Depuis 2006, Bordeaux a deux jardins botaniques.
Le premier au sein du Jardin Public dans le centre ville ; le deuxième sur la rive droite. Le petit nouveau, bien plus grand que l’ancien (4 ha), a donc cinq ans cette année et se porte plutôt bien. Conçu par Catherine Mosbach, il a été présenté au MOMA de New York en 2005 (exposition "Groundswell : Constructing the contemporary landscape") et a reçu le Prix européen du Paysage Rosa Barba en 2003. Les bâtiments de l’architecte Françoise-Hélène Jourda ont reçu le Prix du Bâtiment culturel en 2007-2008, notamment grâce à l’innovation que représentent les toits solaires des serres qui les rendent énergiquement autonomes.
On retrouve de prime abord (en "apparence") le caractère dessiné typique des projets de Mosbach, renforcé par la présence de ces mystérieux et sympathiques cailloux géants conçus par l’architecte. Formes et lignes marquées, plan et graphisme structurés, alors même qu’il s’agit d’un projet à très forte dominante végétale.
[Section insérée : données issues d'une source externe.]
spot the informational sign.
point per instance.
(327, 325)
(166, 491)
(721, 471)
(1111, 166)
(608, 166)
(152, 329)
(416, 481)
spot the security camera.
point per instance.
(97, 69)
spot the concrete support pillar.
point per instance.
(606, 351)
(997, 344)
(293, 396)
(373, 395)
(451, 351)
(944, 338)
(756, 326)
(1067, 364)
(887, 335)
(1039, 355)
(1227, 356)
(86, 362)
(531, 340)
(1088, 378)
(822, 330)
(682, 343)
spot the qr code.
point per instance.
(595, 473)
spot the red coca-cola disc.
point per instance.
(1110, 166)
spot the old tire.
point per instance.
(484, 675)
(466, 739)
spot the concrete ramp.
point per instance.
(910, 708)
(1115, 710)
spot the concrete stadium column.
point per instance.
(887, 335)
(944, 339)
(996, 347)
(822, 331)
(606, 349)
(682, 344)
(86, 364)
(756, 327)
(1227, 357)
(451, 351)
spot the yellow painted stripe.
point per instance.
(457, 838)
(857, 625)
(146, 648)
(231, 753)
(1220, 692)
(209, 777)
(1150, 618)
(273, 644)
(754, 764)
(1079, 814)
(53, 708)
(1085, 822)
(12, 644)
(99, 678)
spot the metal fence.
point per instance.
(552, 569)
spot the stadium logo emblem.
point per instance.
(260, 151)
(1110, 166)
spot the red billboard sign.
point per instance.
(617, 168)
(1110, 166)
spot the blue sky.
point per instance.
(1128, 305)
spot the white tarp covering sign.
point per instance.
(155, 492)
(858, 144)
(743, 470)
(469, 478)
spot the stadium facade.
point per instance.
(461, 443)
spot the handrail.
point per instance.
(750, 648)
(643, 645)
Mais l’innovation ne se situe pas là. Dans les jardins botaniques classiques, la classification est reine et les plantes sont toujours présentées par familles. C’est ici le travail sur le sens et le rôle du jardin botanique dans la ville contemporaine qui est à saluer. La rassurante présence de l’autre côté du fleuve du jardin botanique traditionnel dégage en quelque sorte celui-ci de la nécessité d’être exhaustif. C’est donc par des choix forts sur le contenu et le propos qu’il s’en distingue. Beaucoup de thèmes sont traités de manière fine et originale, tant dans le jardin que dans les bâtiments et les serres. Sont abordés savamment l’écologie, les manières de gérer les plantes et les paysages aujourd’hui, mais aussi bien sûr l’histoire des plantes et de la botanique, la médecine, l’alimentation, les insectes,… Le Jardin proprement dit est constitué de trois principales entités : un jardin des cultures (où sont présentées les plantes cultivées de part le monde), une galerie des milieux (où sont reconstitués artificiellement les sols et les écosystèmes de la région bordelaise), et un jardin aquatique.
Ce projet est hybride avant tout : sommes-nous dans un jardin public, un jardin botanique ou un jardin partagé ? Le statut d’espace public est clairement assumé. Le jardin est très ouvert, gratuit, doté de grandes surfaces libres donc capables d’accueillir le public et ses usages, et d’une série de petits espaces à la recette facile mais efficace : un espace libre, un banc et un arbre font un salon naturel. D’autre part, des parcelles de jardins partagés sont incluses dans le projet, et l’ensemble des productions de la partie "plantes cultivées" va à l’aide alimentaire. Les plantes changent, se déplacent même (et oui !), donc point ici de piquets et de noms latins gravés dans des plaques de métal mais seulement de petites étiquettes sous plastique, accrochées discrètement dans les plantes, accompagnées parfois de dessins d’enfants vous invitant à ne pas arracher leurs fraises et leurs choux.
Atypique, innovant et généreux, ce projet pose la question (et offre une réponse possible) de ce que peut être un jardin botanique d’aujourd’hui. Rares sont en effet les jardins botaniques contemporains dans nos vieilles villes européennes (et celui-ci fut, à sa livraison, le premier construit en France depuis 25 ans), les passions horticultrices des siècles précédents s’étant déjà chargées de les en doter richement.